L’ultima lettera di richiesta è stata spedita un paio di settimane fa, ma, come le altre volte, non è arrivata alcuna risposta. E allora i casi sono due: “O il Consvipo quei soldi non li ha spesi e ce li ha ancora in cassa. In questo caso ce lo deve dire. Oppure Consvipo quei soldi li ha spesi e non ne ha data rendicontazione. In questo caso sarebbe una scorrettezza perché doveva informare l’ente parco, titolare di quei fondi, che poi avrebbe potuto mettere il tutto nel proprio bilancio. Se i fondi sono stati spesi per infrastrutture a favore del territorio va bene, però resta la scorrettezza di non averne data rendicontazione”. C’è poi una terza ipotesi, che però avrebbe conseguenze molto peggiori, ossia che il Consvipo possa aver impiegato quelle risorse per operazioni non concordate con i Comuni del Parco. Ma è appunto per fare chiarezza che da quasi quattro anni i vertici del Parco chiedono informazioni al cda di Zanellato. “Non so se quei lavori sono stati fatti - continua Viti - so però che in parecchi casi opere infrastrutturali non sono state realizzate a causa di veti e controveti fra i Comuni che di fatto hanno paralizzato tante attività”.

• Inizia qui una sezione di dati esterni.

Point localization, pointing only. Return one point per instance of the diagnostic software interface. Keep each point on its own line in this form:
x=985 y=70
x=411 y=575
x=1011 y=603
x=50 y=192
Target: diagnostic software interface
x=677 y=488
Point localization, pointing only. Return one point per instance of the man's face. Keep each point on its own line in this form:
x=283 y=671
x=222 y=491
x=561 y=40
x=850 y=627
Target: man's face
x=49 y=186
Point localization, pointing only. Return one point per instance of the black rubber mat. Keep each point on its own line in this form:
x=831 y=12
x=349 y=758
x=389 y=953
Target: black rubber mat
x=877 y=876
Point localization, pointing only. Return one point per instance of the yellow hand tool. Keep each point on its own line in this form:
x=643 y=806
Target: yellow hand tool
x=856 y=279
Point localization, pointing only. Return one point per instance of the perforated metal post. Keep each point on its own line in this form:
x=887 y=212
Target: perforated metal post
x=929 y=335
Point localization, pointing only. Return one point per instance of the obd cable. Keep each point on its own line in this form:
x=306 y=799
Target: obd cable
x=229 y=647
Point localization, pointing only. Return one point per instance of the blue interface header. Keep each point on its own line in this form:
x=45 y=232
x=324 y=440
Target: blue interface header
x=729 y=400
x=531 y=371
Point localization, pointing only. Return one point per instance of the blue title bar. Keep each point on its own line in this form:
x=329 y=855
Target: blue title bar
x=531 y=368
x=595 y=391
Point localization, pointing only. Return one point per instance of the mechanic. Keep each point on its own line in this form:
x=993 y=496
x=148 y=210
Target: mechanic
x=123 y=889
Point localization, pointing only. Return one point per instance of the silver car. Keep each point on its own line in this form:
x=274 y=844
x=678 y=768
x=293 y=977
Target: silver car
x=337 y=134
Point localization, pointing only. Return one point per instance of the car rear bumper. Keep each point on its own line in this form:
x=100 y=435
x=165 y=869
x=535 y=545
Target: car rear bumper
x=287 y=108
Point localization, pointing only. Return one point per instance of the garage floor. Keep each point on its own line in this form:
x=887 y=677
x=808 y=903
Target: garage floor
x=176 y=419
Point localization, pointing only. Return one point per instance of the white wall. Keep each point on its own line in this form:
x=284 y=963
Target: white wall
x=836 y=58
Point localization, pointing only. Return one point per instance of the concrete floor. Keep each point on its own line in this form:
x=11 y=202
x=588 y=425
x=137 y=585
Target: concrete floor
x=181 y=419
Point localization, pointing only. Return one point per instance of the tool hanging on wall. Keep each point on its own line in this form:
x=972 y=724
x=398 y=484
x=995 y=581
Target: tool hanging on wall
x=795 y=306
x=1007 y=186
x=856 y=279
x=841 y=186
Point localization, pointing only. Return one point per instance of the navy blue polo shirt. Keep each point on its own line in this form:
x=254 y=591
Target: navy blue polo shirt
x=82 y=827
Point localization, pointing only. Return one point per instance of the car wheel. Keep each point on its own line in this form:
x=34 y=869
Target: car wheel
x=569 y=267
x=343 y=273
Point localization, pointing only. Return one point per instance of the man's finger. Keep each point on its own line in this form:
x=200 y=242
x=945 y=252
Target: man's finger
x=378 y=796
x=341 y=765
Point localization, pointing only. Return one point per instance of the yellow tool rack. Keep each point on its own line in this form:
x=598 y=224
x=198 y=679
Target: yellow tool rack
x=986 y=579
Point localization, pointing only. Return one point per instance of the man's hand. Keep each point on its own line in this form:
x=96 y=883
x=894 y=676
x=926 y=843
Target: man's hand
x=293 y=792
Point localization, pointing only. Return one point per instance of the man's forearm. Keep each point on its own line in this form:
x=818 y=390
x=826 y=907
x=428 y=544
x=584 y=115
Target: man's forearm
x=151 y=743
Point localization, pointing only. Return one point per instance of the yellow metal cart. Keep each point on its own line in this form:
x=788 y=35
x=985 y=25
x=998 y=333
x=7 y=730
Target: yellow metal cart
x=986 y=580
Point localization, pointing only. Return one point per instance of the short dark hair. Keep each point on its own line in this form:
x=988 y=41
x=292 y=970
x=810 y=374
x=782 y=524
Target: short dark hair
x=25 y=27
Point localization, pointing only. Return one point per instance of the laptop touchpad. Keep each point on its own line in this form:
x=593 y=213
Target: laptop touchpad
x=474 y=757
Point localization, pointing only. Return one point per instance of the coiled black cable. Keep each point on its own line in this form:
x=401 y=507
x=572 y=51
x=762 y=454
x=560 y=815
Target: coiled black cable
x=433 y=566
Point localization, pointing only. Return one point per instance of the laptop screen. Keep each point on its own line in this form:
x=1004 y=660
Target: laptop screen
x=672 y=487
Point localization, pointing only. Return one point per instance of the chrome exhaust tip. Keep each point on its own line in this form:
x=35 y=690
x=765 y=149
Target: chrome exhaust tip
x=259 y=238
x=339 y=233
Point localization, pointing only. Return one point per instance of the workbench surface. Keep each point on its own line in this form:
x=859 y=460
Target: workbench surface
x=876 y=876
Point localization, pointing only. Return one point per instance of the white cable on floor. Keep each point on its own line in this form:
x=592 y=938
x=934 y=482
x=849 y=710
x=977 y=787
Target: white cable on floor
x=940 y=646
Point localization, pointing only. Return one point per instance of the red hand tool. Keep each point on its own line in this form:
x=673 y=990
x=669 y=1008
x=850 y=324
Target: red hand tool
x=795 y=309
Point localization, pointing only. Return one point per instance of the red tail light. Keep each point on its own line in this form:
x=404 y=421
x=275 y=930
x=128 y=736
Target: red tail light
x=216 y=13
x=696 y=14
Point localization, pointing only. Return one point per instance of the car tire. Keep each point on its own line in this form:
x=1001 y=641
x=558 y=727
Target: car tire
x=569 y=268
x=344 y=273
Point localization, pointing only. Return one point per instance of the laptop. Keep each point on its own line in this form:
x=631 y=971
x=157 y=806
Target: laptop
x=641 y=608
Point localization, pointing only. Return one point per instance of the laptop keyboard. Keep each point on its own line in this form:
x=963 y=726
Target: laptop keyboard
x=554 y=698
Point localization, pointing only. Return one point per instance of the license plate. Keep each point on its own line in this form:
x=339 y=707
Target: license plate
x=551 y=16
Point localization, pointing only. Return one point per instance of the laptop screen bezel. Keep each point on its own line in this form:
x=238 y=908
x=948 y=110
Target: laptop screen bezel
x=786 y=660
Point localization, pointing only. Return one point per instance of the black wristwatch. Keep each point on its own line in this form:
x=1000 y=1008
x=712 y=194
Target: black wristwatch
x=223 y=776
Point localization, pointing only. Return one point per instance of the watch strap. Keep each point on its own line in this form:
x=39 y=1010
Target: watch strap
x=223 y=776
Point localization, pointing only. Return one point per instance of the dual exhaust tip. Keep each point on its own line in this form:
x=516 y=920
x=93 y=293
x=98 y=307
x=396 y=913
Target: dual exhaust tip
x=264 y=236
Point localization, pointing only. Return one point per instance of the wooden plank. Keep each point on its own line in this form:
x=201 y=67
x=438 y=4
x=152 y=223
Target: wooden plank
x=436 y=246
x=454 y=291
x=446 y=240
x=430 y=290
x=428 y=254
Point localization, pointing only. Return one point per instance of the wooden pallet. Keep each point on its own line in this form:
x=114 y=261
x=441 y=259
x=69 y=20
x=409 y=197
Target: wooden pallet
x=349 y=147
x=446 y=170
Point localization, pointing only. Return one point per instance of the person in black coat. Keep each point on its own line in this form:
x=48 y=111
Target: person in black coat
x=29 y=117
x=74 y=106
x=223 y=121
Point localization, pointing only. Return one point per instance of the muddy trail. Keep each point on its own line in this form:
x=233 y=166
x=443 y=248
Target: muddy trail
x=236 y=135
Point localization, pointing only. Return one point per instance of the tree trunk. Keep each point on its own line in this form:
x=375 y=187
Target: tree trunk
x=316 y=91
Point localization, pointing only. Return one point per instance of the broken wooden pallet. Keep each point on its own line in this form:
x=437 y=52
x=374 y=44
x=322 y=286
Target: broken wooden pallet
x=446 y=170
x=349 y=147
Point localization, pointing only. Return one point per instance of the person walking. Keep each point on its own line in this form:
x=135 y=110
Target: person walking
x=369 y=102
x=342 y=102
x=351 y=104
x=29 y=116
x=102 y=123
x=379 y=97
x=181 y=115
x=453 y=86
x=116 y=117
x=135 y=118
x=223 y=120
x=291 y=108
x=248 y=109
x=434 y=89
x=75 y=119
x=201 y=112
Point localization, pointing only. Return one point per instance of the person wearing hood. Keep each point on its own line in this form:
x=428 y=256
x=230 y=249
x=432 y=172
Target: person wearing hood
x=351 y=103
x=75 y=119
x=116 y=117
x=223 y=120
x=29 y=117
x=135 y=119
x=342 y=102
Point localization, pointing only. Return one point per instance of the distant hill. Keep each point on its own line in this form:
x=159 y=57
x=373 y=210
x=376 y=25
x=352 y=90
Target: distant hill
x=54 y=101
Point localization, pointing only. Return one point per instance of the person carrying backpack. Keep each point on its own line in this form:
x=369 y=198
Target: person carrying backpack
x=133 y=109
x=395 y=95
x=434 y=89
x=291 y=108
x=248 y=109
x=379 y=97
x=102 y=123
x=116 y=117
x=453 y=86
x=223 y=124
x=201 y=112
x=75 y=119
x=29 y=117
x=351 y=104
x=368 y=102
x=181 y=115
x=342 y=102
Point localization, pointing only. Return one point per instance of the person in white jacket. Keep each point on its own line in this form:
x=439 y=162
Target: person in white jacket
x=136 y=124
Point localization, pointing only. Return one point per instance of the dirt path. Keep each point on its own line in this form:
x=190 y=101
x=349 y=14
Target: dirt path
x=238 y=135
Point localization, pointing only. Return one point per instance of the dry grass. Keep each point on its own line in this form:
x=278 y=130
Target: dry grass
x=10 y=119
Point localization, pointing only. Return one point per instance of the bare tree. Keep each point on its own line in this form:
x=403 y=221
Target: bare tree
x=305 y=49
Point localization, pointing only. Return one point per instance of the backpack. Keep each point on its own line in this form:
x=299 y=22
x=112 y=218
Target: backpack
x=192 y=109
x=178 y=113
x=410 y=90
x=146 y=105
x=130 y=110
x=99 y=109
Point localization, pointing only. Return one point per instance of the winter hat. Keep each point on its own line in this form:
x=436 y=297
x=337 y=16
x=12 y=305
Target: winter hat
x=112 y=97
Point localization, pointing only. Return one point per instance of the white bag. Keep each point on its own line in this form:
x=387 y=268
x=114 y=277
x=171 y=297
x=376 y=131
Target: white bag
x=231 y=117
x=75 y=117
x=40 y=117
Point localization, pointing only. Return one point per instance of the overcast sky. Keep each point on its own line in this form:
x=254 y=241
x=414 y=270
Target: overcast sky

Se i vertici del Consorzio continueranno a non fornire risposte e chiarimenti, inoltre, non è escluso che l’ente Parco possa ricorrere alle vie legali per chiedere i chiarimenti.

Sul tema interviene anche l’assessore regionale a territorio e parchi Cristiano Corazzari: “Di quei fondi se ne parla da quando si doveva intervenire sui ponti di barche del delta e nella ristrutturazione di sedi pubbliche ad Ariano. So che sono state presentate domande formali a cui non è stata data risposta”.

Insomma un’altra gatta da pelare per il Consorzio di sviluppo, un altro dubbio che si apre sulla recente gestione dell’attuale cda, dimissionario, ma ma sempre al suo posto.